BARKOFF, Drew William, Department of Geoscience, University of Nevada Las Vegas, 4505 S. Maryland Pkwy., Las Vegas, NV 89154 and JOWITT, Simon, Department of Geoscience, University of Nevada Las Vegas, 4505 S. Maryland Parkway, Las Vegas, NV 89154-4010

Highly evolved rhyolites represent prospective bulk-tonnage sources of many critical elements, including the rare earth elements, yet the processes that generate these rhyolites and control the deportment and concentration of these elements in these systems remain unclear. The Blawn Formation rhyolites in the Wah Wah Mountains of Southwestern Utah form a series of domes and ash beds that are part of a larger suite of high-silica, topaz-bearing rhyolites that intruded across the western US during the Cenozoic. These rhyolites are typically A-type, related to extensional tectonic regimes, and are characteristically enriched in F and other incompatible elements. The formation is divided into several separate flow units that intruded into Paleozoic to Oligocene sedimentary and volcanic units and was erupted from several vents at ~22-18 Ma, with both eruptive and intrusive units thought to be sourced from the same parental magmatic system.
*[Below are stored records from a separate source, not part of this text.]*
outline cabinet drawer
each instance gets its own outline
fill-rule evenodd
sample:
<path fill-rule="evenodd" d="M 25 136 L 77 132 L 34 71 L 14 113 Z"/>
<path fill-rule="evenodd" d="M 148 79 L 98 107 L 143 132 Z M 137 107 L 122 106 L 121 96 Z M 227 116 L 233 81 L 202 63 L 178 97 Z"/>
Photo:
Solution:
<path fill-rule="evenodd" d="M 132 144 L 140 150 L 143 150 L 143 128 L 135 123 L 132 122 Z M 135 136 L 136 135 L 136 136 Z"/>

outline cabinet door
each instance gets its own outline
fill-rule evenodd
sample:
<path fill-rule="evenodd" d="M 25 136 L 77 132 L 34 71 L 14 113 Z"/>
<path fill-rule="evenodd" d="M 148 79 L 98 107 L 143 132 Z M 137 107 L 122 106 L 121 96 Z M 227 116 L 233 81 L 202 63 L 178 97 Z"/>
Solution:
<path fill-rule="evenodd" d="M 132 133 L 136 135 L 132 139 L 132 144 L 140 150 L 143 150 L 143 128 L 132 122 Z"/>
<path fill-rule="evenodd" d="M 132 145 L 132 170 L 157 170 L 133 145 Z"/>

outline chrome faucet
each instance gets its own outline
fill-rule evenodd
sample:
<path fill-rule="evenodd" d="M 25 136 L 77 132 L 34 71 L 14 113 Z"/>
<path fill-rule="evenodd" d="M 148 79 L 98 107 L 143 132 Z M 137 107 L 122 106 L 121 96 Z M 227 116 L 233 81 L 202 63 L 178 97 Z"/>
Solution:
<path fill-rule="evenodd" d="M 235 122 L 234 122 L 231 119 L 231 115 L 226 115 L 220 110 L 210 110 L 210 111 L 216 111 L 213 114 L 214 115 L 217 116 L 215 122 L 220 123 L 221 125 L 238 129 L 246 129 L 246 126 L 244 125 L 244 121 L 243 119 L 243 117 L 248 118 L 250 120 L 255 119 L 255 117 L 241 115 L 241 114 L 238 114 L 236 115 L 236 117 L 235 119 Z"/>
It is still unclear, however, whether the distribution of the critical elements (e.g. Dy, Te, Ge, In, Ga, Nb, Ta, Re, etc.) and REE within this system are controlled purely by magmatic processes or have undergone late stage to post-magmatic mobilization of critical elements. Previous experimental research has determined which complexing ligands (F, Cl, P, B, CO2, etc.) are most stable/effective at mobilizing the rare earth and critical elements at magmatic to near-magmatic temperatures, but this work has yet to be applied to natural hydrothermal fluids or a wider variety of critical elements which are present in these high evolved lavas. Sections of the Blawn Formation have undoubtedly undergone hydrothermal alteration, providing an ideal opportunity to compare the igneous and hydrothermal controls on critical metal distribution within highly evolved rhyolitic systems.